How do you handle situations when symptoms arise? Reach an agreement in advance on possible scenarios:
· How to alert them when they engage in impulsive behavior?
· Before they make commitments or undertake projects, you can offer your perspective to prevent them from taking on unmanageable tasks;
· If they agree, you can manage their money for them;
· Help them maintain a regular lifestyle, including diet and sleep.
08.
Measures for Manic Episodes
During their high-energy moments, they may engage in impulsive behaviors, so avoid direct conflicts with them at this time.
The symptoms of mania are complex. It can be divided into three points:
(1) Hypomania.
When a patient is in extremely good spirits, pay attention and observe if they are energetic, talkative, extravagant, meddle in others’ affairs more than usual, etc. They may behave unusually, doing things that make you extremely embarrassed, strange, or frustrated.

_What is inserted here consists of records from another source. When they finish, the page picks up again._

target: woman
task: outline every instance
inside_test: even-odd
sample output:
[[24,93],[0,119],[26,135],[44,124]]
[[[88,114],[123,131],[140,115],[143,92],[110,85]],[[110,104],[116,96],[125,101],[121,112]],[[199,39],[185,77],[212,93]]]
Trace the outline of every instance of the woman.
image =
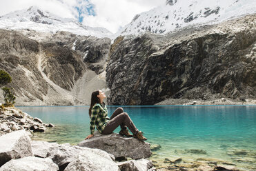
[[[142,135],[142,132],[133,124],[129,115],[124,112],[121,108],[118,108],[111,117],[108,117],[108,110],[103,100],[106,98],[105,93],[99,90],[92,93],[90,106],[89,109],[89,115],[90,117],[90,134],[85,139],[90,139],[93,137],[95,125],[97,130],[103,134],[112,133],[119,125],[121,127],[119,134],[128,137],[134,137],[139,140],[147,140]],[[129,133],[128,130],[132,132],[133,136]]]

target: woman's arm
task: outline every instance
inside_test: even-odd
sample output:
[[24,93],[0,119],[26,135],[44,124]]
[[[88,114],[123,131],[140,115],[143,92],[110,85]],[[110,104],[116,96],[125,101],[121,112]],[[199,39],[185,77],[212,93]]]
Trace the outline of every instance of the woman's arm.
[[93,137],[93,134],[89,134],[88,136],[87,136],[86,138],[85,138],[84,139],[90,139]]
[[100,111],[99,106],[98,105],[95,105],[93,106],[92,109],[92,115],[90,116],[90,134],[92,134],[95,133],[95,121],[98,117],[98,114]]

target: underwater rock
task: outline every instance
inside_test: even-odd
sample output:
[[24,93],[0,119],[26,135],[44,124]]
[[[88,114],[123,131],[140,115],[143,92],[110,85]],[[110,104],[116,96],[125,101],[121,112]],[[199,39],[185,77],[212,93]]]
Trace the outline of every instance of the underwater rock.
[[25,130],[0,137],[0,166],[11,159],[32,155],[30,139]]
[[150,150],[152,152],[157,151],[161,148],[160,144],[150,144]]
[[117,133],[104,135],[95,132],[90,139],[83,140],[78,145],[80,147],[98,148],[117,157],[130,157],[140,159],[150,157],[152,154],[150,145],[135,138],[127,138]]
[[152,161],[148,159],[130,160],[120,162],[118,166],[121,171],[148,171],[156,170],[153,168]]
[[58,165],[49,158],[26,157],[12,159],[0,168],[0,171],[57,171]]

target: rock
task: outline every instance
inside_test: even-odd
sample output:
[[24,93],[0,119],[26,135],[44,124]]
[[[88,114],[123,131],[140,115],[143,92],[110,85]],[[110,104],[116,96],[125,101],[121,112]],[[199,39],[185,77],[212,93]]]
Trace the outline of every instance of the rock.
[[25,125],[26,124],[26,119],[21,119],[20,120],[19,124],[21,125]]
[[81,153],[77,159],[71,161],[64,171],[81,170],[118,171],[117,165],[110,159],[102,157],[93,152]]
[[22,118],[22,115],[18,113],[17,112],[14,112],[14,114],[12,114],[13,117],[17,117],[17,118]]
[[[115,157],[107,152],[98,150],[78,146],[71,146],[69,144],[59,145],[57,148],[51,150],[47,154],[47,157],[52,159],[53,162],[58,165],[60,170],[64,170],[67,165],[72,161],[79,159],[81,155],[88,155],[97,157],[93,160],[101,159],[101,157],[113,161]],[[77,161],[77,162],[79,160]]]
[[49,123],[48,124],[48,127],[55,127],[55,125],[52,124],[52,123]]
[[161,148],[159,144],[150,144],[150,150],[152,152],[157,151]]
[[153,170],[153,165],[150,160],[130,160],[118,163],[121,171],[148,171]]
[[226,100],[225,98],[221,98],[221,100],[222,101],[226,101]]
[[44,132],[46,130],[46,128],[44,126],[39,126],[37,129],[34,130],[34,132]]
[[0,124],[0,130],[5,131],[9,129],[9,127],[6,123]]
[[12,159],[0,168],[0,171],[57,171],[58,165],[48,158],[26,157]]
[[125,157],[140,159],[150,157],[152,154],[148,143],[135,138],[126,138],[116,133],[103,135],[97,132],[92,138],[83,140],[77,145],[101,149],[116,158]]
[[182,161],[182,159],[179,158],[178,159],[176,159],[173,162],[171,162],[172,163],[177,164],[177,163],[180,163]]
[[37,117],[36,118],[34,118],[34,121],[39,122],[40,123],[43,123],[42,120],[41,120],[40,119],[37,118]]
[[32,125],[32,126],[30,128],[30,130],[37,130],[37,129],[38,129],[38,126],[37,126],[37,125]]
[[46,158],[47,153],[55,148],[58,147],[57,143],[48,143],[46,141],[31,141],[32,152],[35,157]]
[[14,125],[10,128],[12,131],[19,130],[19,128],[17,125]]
[[197,101],[193,101],[193,102],[190,103],[190,105],[196,105],[197,103]]
[[11,159],[32,156],[30,139],[25,130],[0,137],[0,166]]
[[206,151],[204,150],[198,150],[198,149],[186,149],[186,153],[192,153],[192,154],[206,154]]
[[255,99],[255,62],[246,57],[256,41],[255,17],[126,37],[106,67],[108,104],[154,105],[166,97]]

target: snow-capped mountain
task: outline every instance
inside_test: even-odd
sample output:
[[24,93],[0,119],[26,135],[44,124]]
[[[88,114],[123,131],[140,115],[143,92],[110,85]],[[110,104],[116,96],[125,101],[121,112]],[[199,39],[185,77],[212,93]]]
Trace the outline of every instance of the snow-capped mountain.
[[73,19],[61,18],[35,6],[14,11],[0,17],[0,28],[30,29],[42,32],[67,31],[79,35],[112,37],[113,34],[104,28],[86,26]]
[[253,13],[255,0],[167,0],[165,5],[137,14],[119,34],[147,30],[166,34],[188,26],[216,23]]

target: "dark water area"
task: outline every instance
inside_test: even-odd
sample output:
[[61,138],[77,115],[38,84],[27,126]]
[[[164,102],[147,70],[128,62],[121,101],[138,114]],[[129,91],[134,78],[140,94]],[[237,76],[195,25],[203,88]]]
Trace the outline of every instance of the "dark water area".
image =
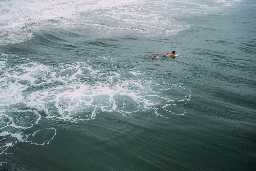
[[254,2],[57,1],[1,5],[0,170],[255,170]]

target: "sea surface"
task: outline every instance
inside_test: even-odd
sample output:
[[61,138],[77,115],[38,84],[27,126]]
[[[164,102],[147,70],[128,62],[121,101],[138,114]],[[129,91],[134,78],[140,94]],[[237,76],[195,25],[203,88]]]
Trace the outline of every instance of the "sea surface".
[[256,170],[255,23],[254,0],[0,1],[0,170]]

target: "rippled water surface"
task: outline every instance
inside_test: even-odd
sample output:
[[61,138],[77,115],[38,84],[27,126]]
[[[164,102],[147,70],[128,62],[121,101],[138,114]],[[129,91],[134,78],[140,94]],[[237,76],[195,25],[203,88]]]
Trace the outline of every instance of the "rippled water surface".
[[0,170],[255,170],[255,7],[0,2]]

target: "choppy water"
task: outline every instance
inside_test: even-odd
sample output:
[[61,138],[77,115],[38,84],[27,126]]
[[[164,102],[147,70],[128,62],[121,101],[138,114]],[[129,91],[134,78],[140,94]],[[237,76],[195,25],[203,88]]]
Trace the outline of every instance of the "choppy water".
[[255,2],[84,1],[0,2],[1,169],[255,170]]

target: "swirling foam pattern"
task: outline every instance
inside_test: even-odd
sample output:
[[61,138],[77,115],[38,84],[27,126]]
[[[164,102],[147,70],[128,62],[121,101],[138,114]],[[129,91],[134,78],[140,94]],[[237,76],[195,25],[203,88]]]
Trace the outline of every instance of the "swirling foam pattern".
[[18,141],[48,143],[56,134],[54,128],[23,133],[42,117],[72,123],[106,113],[168,117],[185,114],[181,106],[191,97],[182,85],[154,82],[136,69],[112,71],[84,62],[51,66],[26,59],[11,67],[8,60],[0,61],[4,71],[0,76],[2,153]]

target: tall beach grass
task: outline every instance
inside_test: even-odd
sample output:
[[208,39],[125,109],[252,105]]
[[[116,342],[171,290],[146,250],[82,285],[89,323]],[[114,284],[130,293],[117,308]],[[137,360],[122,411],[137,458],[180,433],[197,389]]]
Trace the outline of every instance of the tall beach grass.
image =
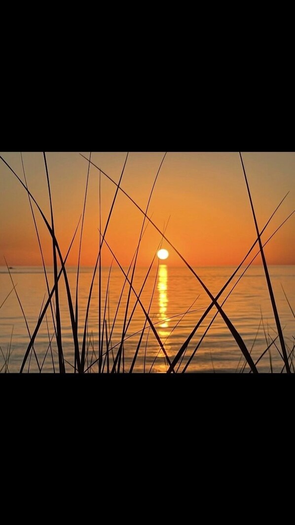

Once you notice, remind them. Those with self-awareness will realize it and make an effort to control themselves; if they are not aware, continue to observe.
(2) Severe Hypomania.
During severe hypomania, they have a bad temper, easily irritable, and various tumultuous activities are sometimes unavoidable. Also, due to their “easily irritable” nature, they tend to engage in conflicts with others.
However, it’s essential to understand that it’s their brain misfiring, not their true thoughts, and after cognitive restoration, they often fall into deep self-blame and guilt. Avoid taking them seriously, listen more, speak less, and turning a deaf ear is a wiser solution. During this phase, try to avoid agitating the patient, keep them indoors as much as possible, even if they go out, do not let them carry money, and it’s best for a family member to accompany them to prevent unnecessary conflicts with others.
(3) Severe Loss of Control.
Directly take them to the hospital without hesitation. With proper treatment, 80% of patients can achieve clinical recovery.
09.
Measures for Depressive Episodes
During this phase, patients experience low mood, confused thoughts, restlessness, physical exhaustion, decreased appetite or loss of appetite, with severe cases potentially leading to pessimism, thoughts of suicidal ideation, even suicidal tendencies.
If the patient does not want to be disturbed and prefers to be alone for a while to process and digest their emotions, give them some time and space.
At this stage, it’s important to accompany them more, be present, without saying much or doing much, just sitting beside them, reading a book, playing with your phone, as long as you are there.
Listen to their inner voice, provide care, love, and attention;
Try not to criticize or blame them as it can worsen their feelings of guilt;
Pay attention to the symptoms and behaviors exhibited during their episodes, secure dangerous objects, and avoid overstimulating the patient.
For patients with suicidal ideation, constant supervision is vital to prevent accidents, and consider taking them to see a doctor to adjust their medication.
Conclusion:
When family members are affected by depression, they require understanding, affirmation, and companionship from their loved ones.
The psychiatrist Kay Redfield Jamison, in her memoir “An Unquiet Mind: A Memoir of Moods and Madness”, also mentioned how the warmth of her family helped her during her symptoms:
“My mother was truly extraordinary. During the long days of my deep depression, she cooked delicious meals for me, helped with laundry, and covered my medical bills. She even tolerated my irritability and annoyingly depressive moods, chauffeuring me to doctor visits, taking me to the pharmacy, and accompanying me on shopping trips.
She was like a gentle mother cat, with her eyes full of maternal light, gently holding the stray kitten by the neck to prevent it from straying too far.
Both emotionally and substantively, she provided me with a lot of safety, food, and shelter.
Her remarkable strength slowly permeated my withered heart, in conjunction with the effects of medication on my brain and the stabilizing effect of therapy on my mind, allowing me to pass through those incredible difficult years. If it weren’t for her, I wouldn’t have made it to today.”